Summer Cloud: It’s been two years since Darling Husband snatched this gorgeous little pony from the clutches of a kill buyer at a horse auction. She’s spent that time pregnant, losing the first foal, and then giving us a beautiful colt on Easter morning this year. Since weaning she’s had a few months just chilling, but hopefully I’ll begin her driving training in December or January. Ultimately she’ll be paired with Apple Jack if those two feisty little mares can get along side by side.
Thistle/Mesquite/Sage: I’m not even going to say that I managed to adequately halter break these asses. They kind of tolerate having one on their head, and lead sort of. Anyway I’d like to focus on some serious ground work, and maybe with any luck get them to accept being ridden. I can’t think of anything cuter than Jasper riding a little burro. It’s a goal, and I think doable with at least one of them. I have high hopes for Mesquite. So far she’s been the easiest to work with out of the bunch.
Tater Tot: Tater turns 4 this June, which means she’s officially old enough to drive. I may begin the ground driving before June, but I definitely want her driving by the end of 2022.
Apple Jack: In an effort to reproduce a mini relatively close in size to Tater, I decided to re-breed Apple Jack to Beau Pony. Worst case scenario, the pony will be closer AJ or SC’s size. Either way, I decided since I still have two more ponies to train to ground drive, I had the time to wait for another foal to grow up, if there was a chance of getting something to match Tater. If not we’ll still love it, and find a job for it.
Moonshine aka Dixieland Delight: This little pony is solid in every sense of the word! She’s unflappable, brave, and has more parade driving mileage than all my other animals combined. I struggle to keep her at a healthy weight because apparently air is fattening for this little chunk. She’ll most likely just maintain her current levels, and maybe do a stint as Jasper’s first riding pony while I’m trying to train the donkeys.

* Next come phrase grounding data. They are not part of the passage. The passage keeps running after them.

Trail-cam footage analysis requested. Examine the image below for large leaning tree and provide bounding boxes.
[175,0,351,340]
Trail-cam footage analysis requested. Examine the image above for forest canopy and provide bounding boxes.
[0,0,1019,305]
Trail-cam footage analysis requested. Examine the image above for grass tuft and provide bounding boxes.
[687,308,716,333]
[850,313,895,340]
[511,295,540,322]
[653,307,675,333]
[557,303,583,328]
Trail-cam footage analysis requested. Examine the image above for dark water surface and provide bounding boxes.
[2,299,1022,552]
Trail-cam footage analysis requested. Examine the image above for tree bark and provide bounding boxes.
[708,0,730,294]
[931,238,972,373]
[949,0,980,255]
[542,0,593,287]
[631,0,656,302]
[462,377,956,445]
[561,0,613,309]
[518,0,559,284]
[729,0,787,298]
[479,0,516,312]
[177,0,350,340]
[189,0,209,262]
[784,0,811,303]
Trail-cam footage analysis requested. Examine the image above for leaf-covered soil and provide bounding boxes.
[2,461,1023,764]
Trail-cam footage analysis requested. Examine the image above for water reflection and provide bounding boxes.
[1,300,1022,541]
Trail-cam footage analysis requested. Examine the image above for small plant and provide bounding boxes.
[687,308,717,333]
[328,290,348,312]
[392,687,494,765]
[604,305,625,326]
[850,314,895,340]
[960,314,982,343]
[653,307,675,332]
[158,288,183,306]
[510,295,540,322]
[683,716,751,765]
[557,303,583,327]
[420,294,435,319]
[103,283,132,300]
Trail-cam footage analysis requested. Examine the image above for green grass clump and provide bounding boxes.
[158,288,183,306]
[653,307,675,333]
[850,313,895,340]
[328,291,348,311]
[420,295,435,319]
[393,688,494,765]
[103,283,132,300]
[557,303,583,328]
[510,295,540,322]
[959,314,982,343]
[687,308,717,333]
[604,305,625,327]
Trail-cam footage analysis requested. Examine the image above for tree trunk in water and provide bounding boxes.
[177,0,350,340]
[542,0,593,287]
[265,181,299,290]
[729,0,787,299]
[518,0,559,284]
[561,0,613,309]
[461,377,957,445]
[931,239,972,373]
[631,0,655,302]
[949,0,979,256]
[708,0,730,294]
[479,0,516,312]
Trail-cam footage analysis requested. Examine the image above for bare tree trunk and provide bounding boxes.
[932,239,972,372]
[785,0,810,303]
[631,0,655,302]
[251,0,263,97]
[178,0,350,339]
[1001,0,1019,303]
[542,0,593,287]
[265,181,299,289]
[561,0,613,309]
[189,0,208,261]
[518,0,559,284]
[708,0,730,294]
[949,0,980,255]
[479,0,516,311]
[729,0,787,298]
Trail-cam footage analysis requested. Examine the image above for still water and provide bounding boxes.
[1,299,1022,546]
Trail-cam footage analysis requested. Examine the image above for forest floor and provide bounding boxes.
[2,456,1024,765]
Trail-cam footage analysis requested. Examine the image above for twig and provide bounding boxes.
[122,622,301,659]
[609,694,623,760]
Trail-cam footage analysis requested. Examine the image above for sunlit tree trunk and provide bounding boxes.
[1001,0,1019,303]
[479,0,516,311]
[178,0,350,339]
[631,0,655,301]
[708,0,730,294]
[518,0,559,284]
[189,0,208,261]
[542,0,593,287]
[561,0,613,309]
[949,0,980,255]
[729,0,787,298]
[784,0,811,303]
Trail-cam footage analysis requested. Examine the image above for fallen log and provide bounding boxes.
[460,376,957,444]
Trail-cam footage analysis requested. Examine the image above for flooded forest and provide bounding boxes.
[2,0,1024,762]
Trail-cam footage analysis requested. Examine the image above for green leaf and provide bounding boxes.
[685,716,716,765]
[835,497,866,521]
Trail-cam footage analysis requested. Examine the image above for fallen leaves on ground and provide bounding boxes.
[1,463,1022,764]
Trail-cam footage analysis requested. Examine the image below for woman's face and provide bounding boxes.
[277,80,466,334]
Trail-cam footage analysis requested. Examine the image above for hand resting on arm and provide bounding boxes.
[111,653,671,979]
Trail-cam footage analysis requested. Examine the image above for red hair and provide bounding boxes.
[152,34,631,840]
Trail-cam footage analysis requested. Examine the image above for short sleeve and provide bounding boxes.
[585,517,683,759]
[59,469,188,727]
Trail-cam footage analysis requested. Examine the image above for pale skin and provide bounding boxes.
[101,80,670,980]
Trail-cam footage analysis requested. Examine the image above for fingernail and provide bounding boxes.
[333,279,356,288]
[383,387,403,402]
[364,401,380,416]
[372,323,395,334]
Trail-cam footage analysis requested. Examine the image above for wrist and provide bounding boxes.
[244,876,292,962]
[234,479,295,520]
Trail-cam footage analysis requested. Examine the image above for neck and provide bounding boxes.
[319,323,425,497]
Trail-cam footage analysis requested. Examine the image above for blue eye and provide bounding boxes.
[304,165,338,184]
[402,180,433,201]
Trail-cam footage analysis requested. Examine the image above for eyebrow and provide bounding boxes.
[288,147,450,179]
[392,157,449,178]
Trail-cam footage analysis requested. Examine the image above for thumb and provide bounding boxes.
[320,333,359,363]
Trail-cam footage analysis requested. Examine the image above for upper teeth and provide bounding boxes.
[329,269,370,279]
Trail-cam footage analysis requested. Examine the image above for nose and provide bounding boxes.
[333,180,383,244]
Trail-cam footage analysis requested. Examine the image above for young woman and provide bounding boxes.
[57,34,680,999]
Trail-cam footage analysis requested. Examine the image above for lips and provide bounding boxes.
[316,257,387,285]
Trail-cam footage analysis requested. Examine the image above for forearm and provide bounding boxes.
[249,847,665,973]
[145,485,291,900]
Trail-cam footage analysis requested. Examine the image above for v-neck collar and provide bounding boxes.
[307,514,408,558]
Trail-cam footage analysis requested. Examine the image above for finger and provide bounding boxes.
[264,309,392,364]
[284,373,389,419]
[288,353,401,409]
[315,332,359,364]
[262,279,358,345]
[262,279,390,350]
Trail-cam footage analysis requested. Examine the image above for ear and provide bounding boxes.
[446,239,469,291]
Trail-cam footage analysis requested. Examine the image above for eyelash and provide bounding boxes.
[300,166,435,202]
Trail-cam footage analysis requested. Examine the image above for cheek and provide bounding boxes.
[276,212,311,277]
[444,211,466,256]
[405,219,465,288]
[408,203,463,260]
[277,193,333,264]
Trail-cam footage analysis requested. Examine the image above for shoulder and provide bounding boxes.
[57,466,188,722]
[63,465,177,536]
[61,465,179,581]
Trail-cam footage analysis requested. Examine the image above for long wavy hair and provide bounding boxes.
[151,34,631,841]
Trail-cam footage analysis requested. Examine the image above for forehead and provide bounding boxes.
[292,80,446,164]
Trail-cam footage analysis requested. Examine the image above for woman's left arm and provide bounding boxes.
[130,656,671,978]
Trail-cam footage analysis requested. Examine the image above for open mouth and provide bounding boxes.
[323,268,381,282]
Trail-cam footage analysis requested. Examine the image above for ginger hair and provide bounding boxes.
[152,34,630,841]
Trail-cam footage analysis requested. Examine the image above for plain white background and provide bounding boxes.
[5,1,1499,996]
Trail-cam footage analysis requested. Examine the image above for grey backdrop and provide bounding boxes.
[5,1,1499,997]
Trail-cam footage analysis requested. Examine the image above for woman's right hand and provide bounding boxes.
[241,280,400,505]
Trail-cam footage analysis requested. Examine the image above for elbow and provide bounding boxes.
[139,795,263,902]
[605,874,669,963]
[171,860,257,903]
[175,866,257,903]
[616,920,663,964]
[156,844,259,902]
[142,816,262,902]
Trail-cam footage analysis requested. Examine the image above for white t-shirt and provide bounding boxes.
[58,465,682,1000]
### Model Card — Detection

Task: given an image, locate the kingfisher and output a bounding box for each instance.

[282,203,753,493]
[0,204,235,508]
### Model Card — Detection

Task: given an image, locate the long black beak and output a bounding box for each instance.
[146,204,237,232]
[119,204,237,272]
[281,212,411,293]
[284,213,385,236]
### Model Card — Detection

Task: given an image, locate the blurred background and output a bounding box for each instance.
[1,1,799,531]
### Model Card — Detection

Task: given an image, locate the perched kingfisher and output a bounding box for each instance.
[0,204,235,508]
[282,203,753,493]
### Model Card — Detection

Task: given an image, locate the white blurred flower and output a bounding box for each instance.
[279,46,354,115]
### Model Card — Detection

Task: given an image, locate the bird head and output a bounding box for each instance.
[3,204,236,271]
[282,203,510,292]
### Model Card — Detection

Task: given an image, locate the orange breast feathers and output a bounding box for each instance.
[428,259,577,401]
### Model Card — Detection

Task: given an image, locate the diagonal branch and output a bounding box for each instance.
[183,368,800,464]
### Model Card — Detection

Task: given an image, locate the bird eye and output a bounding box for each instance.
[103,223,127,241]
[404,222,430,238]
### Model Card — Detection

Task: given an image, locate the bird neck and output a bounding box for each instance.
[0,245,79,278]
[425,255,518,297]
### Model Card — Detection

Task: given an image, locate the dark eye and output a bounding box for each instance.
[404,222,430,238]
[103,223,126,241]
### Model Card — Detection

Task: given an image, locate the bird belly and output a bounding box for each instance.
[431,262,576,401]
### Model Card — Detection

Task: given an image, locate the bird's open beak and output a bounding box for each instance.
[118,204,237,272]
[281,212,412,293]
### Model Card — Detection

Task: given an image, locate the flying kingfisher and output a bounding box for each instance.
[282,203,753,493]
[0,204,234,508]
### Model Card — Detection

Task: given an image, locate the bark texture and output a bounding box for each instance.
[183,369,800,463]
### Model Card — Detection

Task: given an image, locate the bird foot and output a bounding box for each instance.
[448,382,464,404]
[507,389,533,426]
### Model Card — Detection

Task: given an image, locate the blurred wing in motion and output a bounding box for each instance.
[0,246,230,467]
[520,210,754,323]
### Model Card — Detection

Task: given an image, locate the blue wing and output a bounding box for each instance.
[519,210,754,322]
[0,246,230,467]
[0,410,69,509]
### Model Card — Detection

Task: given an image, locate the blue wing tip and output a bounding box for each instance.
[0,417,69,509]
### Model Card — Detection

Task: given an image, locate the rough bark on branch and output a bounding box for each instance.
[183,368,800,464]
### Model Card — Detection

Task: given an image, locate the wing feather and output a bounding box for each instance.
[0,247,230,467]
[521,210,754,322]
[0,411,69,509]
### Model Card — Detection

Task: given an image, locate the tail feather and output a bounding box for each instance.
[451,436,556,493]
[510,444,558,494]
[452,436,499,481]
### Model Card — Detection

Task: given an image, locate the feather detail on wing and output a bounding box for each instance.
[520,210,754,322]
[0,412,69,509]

There are some limitations to these plans. Besides the obvious, time, I need more harness. I can train Summer using Apple Jack’s current harness, but at some point if they are going to be a pair, then I need at least another harness set. Unfortunately Chimacum Tack no longer offers the Marafun harness. If I want a matching harness set for a pair, I’ll most likely end up buying at least 2 new sets. Tater is so tiny she’ll need a custom harness to start training, which makes 3 new sets of harness, and for any of you that have priced harness, smaller does not equal less expensive. I’ve not had great success finding used tack for mini’s either. I’m finally at a point with full size horse tack, that I shouldn’t need to make any major purchases for the big guys for at least a few years. So, I’m squirreling money away in my Acorns app. With better organization/planning, luck, and my ability to find harness, hopefully I can realize some of these goals in 2022!